Кузнецкий мост (1-3 части)
Шрифт:
— Восстание парижских рабочих в прошлом веке, господин президент, было реакцией на неуспех в войне…
Сигара Черчилля остановилась посреди рта, она сейчас была нацелена на Бардина, ни дать ни взять — ствол гаубицы.
— Вы сказали: Париж? — спросил британский гость.
В самой интонации, с какой была произнесена эта фраза, нечто робко-тревожное, могло показаться даже — паническое. И вновь подумалось: какой поворот способен принять этот разговор, если подобную реакцию вызывает Париж?.. Наверно, гадай не гадай, а к истине не приблизишься. В самом деле, как нащупать зернышко правды, если ты знаешь так мало? Ну, правда может лежать, например, здесь: куда должен быть нацелен удар в Европе, чтобы предотвратить взрыв, тот самый, который имел в виду Рузвельт, говоря о спине деспота?.. Куда нацелен? На Скандинавию, на Балканы или на Францию, которая только что так взволновала Черчилля?
Кстати, чтобы вынудить Гопкинса несколько увеличить расстояние, отделяющее его сейчас от президента, можно воспользоваться хотя бы вот этим: там, где смыкаются купы деревьев, сейчас темные, появились Литвинов и Хэлл, заметно уставшие, — вероятно, их автономное плавание было не легким.
— У хаоса нет правил: никто не может сказать, как он поведет себя, — сказал Гопкинс, когда они ступили с Бардиным на дорожку, ведущую к дому, — видно, он сделал это потому, что на параллельной дорожке появился Хэлл, — могло показаться, что Гопкинс отошел от президента демонстративно, приметив государственного секретаря.

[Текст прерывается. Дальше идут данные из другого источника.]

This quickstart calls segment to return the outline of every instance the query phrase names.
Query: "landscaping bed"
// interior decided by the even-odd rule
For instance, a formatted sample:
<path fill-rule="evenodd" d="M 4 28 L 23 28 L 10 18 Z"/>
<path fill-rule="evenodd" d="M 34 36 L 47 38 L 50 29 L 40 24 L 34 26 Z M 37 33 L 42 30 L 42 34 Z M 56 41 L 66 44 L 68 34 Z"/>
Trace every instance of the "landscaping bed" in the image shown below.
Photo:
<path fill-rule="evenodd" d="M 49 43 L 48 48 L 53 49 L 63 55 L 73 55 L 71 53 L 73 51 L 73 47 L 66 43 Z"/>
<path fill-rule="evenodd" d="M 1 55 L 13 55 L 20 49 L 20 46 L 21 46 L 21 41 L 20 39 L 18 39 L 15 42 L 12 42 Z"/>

— Хаос… это революция? — спросил Егор Иванович, запрокинув голову: уходящий день был знойным, и белесо-голубое, почти белое небо продолжало дышать зноем, но на недосягаемой высоте уже появились ласточки — вечер близок.
— Хаос — это… хаос, — заметил Гопкинс и посмотрел туда же, куда смотрел сейчас Бардин; можно было подумать, что он отвел глаза, чтобы обойти деликатную тему.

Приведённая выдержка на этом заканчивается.